The challenge of adaptability is now more intense, testing our nimbleness, our willingness and capability of fitting in with the changes, more than ever before. Who will survive? If you are a person who, instead of sulking or blaming others for the change, usually goes searching for the reason behind, you will have a better chance of survival than others in the team. This is a trait that will help you understand the ground reality better.

Once you start realising the 'whys', you will also know or anticipate the impending changes. It may so happen that the line of work that you are involved in may vanish – either due to changes in technology or due to an organisation’s strategy to merge roles. For example, in the not-so-distant past, in every newspaper there used to be a very important function called proof-reading. The proof-reader’s job was to check spellings and punctuation and tally the copy with what had been sent by the editors. The proof-reader was the last line of defence before the news got printed. Now, following computerisation, proof-reading is no longer a separate job profile. Those who could anticipate the change upgraded their skill and shifted to other lines of work. Those who failed fell by the wayside. The same thing is happening in the information technology business as artificial intelligence automates many tasks.
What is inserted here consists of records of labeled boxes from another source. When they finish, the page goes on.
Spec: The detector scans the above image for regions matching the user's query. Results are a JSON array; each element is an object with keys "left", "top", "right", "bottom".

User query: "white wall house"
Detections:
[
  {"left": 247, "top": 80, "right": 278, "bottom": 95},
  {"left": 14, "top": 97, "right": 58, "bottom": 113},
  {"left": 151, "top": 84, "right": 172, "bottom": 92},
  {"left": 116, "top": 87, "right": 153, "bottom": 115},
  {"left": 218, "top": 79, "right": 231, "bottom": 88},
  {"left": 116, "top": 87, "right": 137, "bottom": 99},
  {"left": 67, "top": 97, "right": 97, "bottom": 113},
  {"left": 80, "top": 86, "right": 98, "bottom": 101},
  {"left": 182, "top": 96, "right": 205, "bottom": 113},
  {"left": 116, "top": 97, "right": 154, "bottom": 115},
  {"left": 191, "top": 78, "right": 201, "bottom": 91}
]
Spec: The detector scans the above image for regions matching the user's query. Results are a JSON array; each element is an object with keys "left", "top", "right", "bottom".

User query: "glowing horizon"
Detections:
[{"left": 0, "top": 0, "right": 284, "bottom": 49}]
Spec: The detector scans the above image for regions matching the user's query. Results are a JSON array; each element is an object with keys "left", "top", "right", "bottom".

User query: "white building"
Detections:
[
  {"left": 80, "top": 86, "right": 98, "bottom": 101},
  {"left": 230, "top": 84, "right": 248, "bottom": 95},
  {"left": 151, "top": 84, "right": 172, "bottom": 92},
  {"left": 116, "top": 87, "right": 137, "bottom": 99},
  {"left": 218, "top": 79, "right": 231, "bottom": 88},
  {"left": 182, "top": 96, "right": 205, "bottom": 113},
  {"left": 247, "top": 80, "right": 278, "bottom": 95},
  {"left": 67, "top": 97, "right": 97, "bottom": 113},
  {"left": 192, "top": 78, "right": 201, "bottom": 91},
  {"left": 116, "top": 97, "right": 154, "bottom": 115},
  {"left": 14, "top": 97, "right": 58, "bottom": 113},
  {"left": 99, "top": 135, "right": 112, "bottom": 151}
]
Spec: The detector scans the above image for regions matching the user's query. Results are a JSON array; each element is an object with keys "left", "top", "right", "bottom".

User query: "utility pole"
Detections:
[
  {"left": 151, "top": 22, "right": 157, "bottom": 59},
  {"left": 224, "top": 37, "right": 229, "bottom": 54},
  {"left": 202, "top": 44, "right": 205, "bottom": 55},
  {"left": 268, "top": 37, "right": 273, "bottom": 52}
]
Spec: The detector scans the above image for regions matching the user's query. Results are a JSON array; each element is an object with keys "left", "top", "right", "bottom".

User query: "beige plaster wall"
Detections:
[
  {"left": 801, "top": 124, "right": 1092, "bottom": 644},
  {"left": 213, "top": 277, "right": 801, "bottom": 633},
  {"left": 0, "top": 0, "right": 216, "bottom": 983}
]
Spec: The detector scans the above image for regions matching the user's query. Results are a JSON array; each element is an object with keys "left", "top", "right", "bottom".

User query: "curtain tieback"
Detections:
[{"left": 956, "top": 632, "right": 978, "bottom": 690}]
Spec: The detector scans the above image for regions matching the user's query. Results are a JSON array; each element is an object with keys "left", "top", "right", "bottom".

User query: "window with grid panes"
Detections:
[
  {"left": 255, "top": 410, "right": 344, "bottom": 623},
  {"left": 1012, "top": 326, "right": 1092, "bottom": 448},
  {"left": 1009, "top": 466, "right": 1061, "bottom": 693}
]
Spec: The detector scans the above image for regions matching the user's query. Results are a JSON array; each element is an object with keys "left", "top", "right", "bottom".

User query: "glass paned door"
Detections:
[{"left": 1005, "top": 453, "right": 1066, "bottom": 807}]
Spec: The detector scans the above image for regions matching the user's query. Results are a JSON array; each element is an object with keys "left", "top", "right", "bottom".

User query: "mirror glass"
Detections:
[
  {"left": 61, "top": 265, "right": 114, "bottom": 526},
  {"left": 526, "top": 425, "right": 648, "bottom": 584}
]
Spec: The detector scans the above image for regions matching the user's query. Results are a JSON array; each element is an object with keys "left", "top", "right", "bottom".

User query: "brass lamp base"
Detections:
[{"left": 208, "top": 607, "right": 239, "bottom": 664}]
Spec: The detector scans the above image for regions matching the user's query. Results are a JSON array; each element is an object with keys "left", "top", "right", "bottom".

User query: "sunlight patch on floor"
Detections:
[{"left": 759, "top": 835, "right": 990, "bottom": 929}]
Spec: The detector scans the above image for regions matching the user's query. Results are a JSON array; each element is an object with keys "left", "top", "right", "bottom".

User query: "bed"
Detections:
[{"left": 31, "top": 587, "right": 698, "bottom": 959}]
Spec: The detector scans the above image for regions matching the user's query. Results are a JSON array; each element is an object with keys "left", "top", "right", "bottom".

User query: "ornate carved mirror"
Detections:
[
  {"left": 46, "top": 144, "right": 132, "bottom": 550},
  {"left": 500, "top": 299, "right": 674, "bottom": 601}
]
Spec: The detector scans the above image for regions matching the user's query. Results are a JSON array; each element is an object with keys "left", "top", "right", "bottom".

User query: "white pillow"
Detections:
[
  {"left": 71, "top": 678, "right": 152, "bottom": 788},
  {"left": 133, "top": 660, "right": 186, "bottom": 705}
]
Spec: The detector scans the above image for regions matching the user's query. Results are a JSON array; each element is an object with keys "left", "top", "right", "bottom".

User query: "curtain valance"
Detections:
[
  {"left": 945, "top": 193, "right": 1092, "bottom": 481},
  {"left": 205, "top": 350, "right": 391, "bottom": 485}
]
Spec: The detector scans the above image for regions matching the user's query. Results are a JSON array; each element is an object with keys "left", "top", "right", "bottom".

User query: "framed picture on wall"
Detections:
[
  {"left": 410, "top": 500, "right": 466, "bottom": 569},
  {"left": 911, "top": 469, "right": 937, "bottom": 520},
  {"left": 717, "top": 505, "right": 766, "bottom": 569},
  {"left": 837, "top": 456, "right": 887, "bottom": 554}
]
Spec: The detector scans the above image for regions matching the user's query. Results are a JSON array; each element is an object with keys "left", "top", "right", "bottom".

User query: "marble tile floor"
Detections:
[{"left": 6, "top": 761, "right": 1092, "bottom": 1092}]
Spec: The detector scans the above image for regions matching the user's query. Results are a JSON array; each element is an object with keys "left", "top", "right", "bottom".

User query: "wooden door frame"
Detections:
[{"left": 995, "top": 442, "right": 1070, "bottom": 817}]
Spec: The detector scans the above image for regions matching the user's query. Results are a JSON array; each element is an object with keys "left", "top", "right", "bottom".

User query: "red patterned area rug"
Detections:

So try to anticipate change and upgrade yourself or learn new skills.

But employees often do not understand their job role and the expectation of the organisation about that role. Before everything else, one needs to understand this and deliver. And then will come the change realisation. Then, of course, is the issue of understanding the change and its implication for your job. As in IT or in the newspaper industry, the lines that vanished left some survivors too. And the survivors were the ones who had kept upgrading themselves for a higher, or a different level of fit.

So, it’s important to relentlessly keep building on your skill. Staying updated is staying one step ahead of change. And, of course, you need to be flexible enough to accept the change. Nothing is permanent; nor is your job. And to meet this challenge of uncertainty one needs to have an entrepreneurial mind-set to ride over these ups and downs. In short, this is what adaptability is all about – ability to analyse your job role, to anticipate change and be ready to float with that through continuous skill upgradation.

As in Nature, adaptability is the only survival mantra in the job market.